Keras – Hyperparameter Tuning for Humans

nharada · on June 22, 2019

I'm continually impressed by the Keras team's API design decisions. They clearly understand that usability should be the focus, and even just the small snippet they post gets me excited about using the API. Compare this to CMLE's hyper-parameter tuning API: https://cloud.google.com/ml-engine/docs/tensorflow/using-hyp...

It's unclear though from the Readme how this tool works with distributed compute. I assume much of that would be abstracted away, and I'm not sure how you'd make it flexible enough to deal with all the various possible setups.

One other aside: I assume that the Keras team has basically decided that Tensorflow is the only first class citizen in their ecosystem?

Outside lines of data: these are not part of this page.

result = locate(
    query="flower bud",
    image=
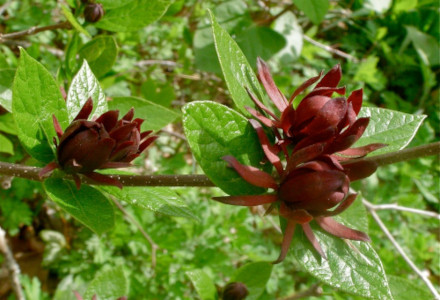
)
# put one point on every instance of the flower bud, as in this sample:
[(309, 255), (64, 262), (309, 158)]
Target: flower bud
[(93, 12), (235, 291)]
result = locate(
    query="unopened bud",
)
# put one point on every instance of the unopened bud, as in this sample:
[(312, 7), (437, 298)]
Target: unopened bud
[(93, 12), (235, 291)]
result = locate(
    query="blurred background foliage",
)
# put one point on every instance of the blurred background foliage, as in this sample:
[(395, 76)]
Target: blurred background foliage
[(389, 48)]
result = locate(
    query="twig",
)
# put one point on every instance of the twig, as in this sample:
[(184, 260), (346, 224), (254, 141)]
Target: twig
[(330, 49), (11, 265), (153, 245), (395, 206), (31, 173), (314, 291), (371, 209), (33, 30)]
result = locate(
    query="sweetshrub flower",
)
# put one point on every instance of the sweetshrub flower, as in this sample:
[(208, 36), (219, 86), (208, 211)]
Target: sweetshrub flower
[(315, 139), (317, 119), (103, 143)]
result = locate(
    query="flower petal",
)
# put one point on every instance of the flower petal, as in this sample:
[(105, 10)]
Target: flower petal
[(359, 169), (332, 78), (342, 231), (270, 151), (251, 200), (312, 238), (287, 240), (269, 85), (304, 86), (251, 174)]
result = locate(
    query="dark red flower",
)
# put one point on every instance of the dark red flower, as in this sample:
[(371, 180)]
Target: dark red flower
[(317, 119), (313, 186), (235, 291), (104, 143)]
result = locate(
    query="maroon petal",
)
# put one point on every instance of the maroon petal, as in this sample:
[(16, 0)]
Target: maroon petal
[(101, 178), (287, 240), (270, 151), (251, 174), (123, 132), (304, 86), (324, 91), (48, 168), (266, 121), (330, 114), (312, 239), (57, 127), (303, 155), (260, 105), (253, 200), (360, 169), (115, 165), (108, 119), (332, 78), (342, 231), (361, 151), (129, 115), (85, 111), (266, 79), (356, 99), (342, 206)]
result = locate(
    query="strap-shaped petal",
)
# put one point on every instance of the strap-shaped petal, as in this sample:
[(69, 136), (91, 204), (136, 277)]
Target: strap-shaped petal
[(304, 86), (342, 231), (287, 240), (312, 239), (332, 78), (248, 200), (85, 111), (356, 99), (269, 85), (251, 174)]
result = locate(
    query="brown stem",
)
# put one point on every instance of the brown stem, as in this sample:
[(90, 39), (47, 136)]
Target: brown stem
[(33, 30), (15, 170)]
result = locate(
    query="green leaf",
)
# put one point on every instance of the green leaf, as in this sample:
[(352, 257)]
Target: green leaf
[(100, 53), (85, 85), (88, 205), (134, 15), (36, 97), (391, 127), (158, 199), (214, 131), (156, 116), (351, 266), (315, 10), (6, 145), (236, 69), (203, 284), (258, 41), (6, 80), (72, 20), (7, 124), (108, 285), (254, 276), (426, 46), (410, 290)]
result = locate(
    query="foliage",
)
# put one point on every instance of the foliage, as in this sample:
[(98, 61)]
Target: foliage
[(161, 57)]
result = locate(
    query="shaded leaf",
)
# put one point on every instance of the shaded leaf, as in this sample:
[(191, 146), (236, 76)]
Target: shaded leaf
[(83, 86), (36, 97), (390, 127), (226, 133), (88, 205)]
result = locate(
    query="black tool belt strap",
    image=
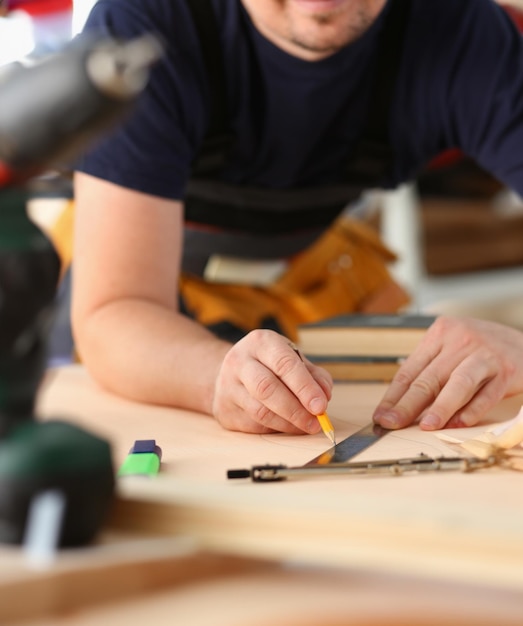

jamesblonde · on June 22, 2019

You can't just abstract away the distributed part of it. As far as I can see, it can't be easily distributed with existing data parallel frameworks (Spark,Flink,Beam,Dataflow). My other issue is that you are modifying the base (Mnist) code - and you will need to rewrite it again when you want to do (distributed) training. My final issue is that hyperparameters are spread throughout the code. Yes, this is better than having an external YAML file (more notebook friendly), but it is inferior to centralizing them in a single object/dict in the code. See my comments below for details.

dgacmu · on June 23, 2019

It's very easy - observe that each time the model is built it samples from the hyperparameters. So it's easy to have N workers all working in different hyperparameters. To coordinate the testing of hyperparameters, you use something like vizier, which is a service that the workers can call into to get their hyperparameter assignment.

If you have a distributed model you have to make sure all of your workers on a single variant get the same HPs. Again, vizier. (Hi, I'm job 25 worker 3, what are my HPs?)

omrjml · on June 22, 2019

Francois Chollet has hinted at distributed being addressed. https://twitter.com/fchollet/status/1142515054647971840?s=19

jamesblonde · on June 22, 2019

Will it be distributed like "distributed tensorflow" (which requires to supply all IPs/ports in a TF_CONFIG env variable!).

formalsystem · on June 22, 2019

Can anyone comment on how this differs from https://github.com/hyperopt/hyperopt

jamesblonde · on June 22, 2019

With increasing dataset sizes and more compute/experimentation needed to get state-of-the-art results, hyperparameter tuning is becoming important. However, I think it needs to be supported by a framework for distributed computing. We also think it is better to centralize all hyperparameters is an Optimizer object rather than have to (1) change existing code and (2) have hyperparameters spread out throughout the code (which would have to be rewritten again for distributed training).

We did something similar to this, but it is data-parallel and is Python (built on top of PySpark) and supports a resource mgr with GPUs so that you can allocate GPUs to Spark executors. The main challenge we had was actually printing out logs live in the Jupyter notebook, while keeping the code Pythonic. Data Scientists do not like to leave their notebook to read logs - even if they know their are 10s of hundreds of parallel executors generating them.

https://twitter.com/jim_dowling/status/1141847097756520453

isoprophlex · on June 22, 2019

There is no indication that Keras Tuner will neglect distributed search.

Also... In that linked tweet I read the word "pythonic", but that screenshot looks like a big, monolithic plate of spaghetti to me.

https://pbs.twimg.com/media/D9iuQ6SWkAEVw9s.jpg

jamesblonde · on June 22, 2019

Firstly, i never said it couldn't be distributed. You then ignored my (important) points about code needing to be changed (transparency broken) and hyperparameters distributed throughout the code base. And your criticism of the code linked above is suffice to say lacking in any detail. So to summarize your reply: attack something i never claimed, then insult our work without any basis.

sgt101 · on June 22, 2019

What is the experience of people using tuned models in production? Do you see an embrittling of the model as it get tuned?

andbberger · on June 23, 2019

Super happy to see the keras team introduce official support for hyperparameter tuning. That should make it a lot easier to get off the ground for simple projects.

Currently ray.tune is by far the best available hyperparam tuning package period, and when it comes to scaleout. I bet we'll some integrations with keras soon

mark_l_watson · on June 22, 2019

That looks great. It was not immediately clear to me how the parameters are tweaked. build_model has a hyper parameter tuning parameter hp that is modified but it would be good to add a paragraph explaining what values get tweaked.